Opening up a new world of knowledge

A murder trial when I was 11-years old placed the world at my fingertips.

I was the third of seven children in a middle class Catholic family living an abnormally normal life, when my stay-at-home mother got a reprieve from her hectic housewife duties in 1970. Three weeks of jury duty to deliver a “guilty of murder” verdict gave my mother enough cash for the down payment on a set of white, textured hard-back World Book encyclopedias. The set included twenty white pristine books with green cover titles and a gold imprinted logo.

The summer between my fifth and sixth grade years was life-changing. It’s not that I didn’t frequent the local library, which was exactly 292- skipping steps past Our Lady of Greenwood Catholic School, but I suddenly felt a bit privileged for the first time in my life — yes, my family had an entire set of encyclopedias in our residence. Not only were we an athletic and musical family, we, the keeper of books, were now a learned family.

I am sure my eldest sister Leta “called” the encyclopedias first, but I ignored her, knowing that it was physically impossible to read twenty books at once. Somehow she absconded with the “A” and “B” volumes, using the tired old debate that she was entering high school and she would need the knowledge sooner.

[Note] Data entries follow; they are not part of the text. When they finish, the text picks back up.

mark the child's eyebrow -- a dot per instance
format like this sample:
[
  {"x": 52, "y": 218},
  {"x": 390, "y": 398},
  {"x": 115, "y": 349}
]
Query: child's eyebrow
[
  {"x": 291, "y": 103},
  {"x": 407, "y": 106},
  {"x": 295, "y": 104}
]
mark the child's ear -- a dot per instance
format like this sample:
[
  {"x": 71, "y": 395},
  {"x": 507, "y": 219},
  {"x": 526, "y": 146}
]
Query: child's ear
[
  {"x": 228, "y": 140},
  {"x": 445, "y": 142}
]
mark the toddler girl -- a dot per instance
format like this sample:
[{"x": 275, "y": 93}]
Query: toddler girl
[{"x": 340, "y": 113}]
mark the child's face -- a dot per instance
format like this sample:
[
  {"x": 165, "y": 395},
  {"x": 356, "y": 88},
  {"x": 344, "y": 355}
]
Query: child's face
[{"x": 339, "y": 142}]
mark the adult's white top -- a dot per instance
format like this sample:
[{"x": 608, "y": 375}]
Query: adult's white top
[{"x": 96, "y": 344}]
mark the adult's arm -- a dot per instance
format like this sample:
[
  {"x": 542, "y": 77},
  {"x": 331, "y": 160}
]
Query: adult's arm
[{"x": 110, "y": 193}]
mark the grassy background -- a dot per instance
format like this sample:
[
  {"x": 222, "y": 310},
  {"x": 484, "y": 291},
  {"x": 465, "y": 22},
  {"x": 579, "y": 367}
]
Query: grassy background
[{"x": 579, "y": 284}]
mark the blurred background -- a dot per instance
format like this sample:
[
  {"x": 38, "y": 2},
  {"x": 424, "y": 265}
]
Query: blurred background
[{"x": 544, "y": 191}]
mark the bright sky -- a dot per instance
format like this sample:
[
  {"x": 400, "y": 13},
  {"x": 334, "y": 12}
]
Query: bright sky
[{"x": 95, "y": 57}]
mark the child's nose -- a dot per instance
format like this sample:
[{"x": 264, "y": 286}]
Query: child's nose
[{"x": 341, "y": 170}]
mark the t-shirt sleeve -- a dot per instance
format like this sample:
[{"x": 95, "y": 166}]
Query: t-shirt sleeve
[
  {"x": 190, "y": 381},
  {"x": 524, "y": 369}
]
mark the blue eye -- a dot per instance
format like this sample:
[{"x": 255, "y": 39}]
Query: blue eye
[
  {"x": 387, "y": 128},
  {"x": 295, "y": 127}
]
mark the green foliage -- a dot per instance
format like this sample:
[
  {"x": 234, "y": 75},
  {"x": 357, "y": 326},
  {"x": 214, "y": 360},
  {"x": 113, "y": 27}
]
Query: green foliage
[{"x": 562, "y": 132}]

Refusing to be thwarted by my overachieving first-born, future-valedictorian sister, I jumped ahead and started on the “D”volume, setting my summer goal to spend every waking moment finishing the entire set and answering the accompanying set of fill-in-the blank-questions that came in a stapled booklet with each volume.

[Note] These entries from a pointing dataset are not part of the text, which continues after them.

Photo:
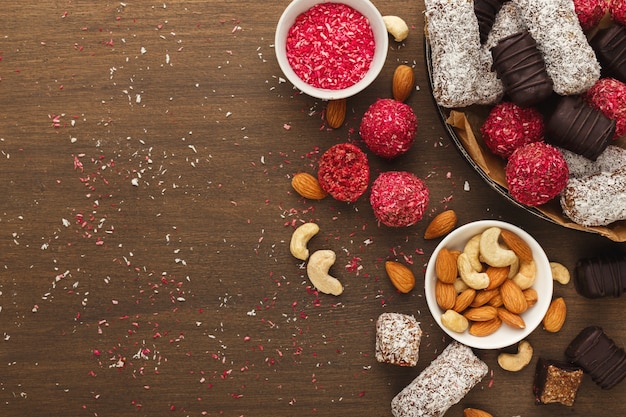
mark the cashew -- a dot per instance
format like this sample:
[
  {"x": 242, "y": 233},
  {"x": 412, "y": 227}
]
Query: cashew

Tenderly opening to the first page of the “D” volume was exhilarating — the same excitement I felt later in life when scuba diving the 100-foot Great Wall off Little Cayman Island. The same anxious elation I felt rappelling down a Colorado mountain when I was two months pregnant with my second daughter Chloe. The same thrill of stomach butterflies I experienced when rafting the Upper Gauley class-V rapids in West Virginia and even writing a newspaper column in a sleep cabin train in the middle of India — in the same cabin with two male strangers.

The summer of 1970, this 11 year old opened the “D” volume and was introduced to the fourth letter of the alphabet — this Semitic letter Dahleth, which may have been developed from the Egyptian hieroglyph symbol, meaning a door.

This gift of books from my mother was an open door to the world, to people, to learning. Who knew that my door would open from the consequential sentence of a slammed jail cell door?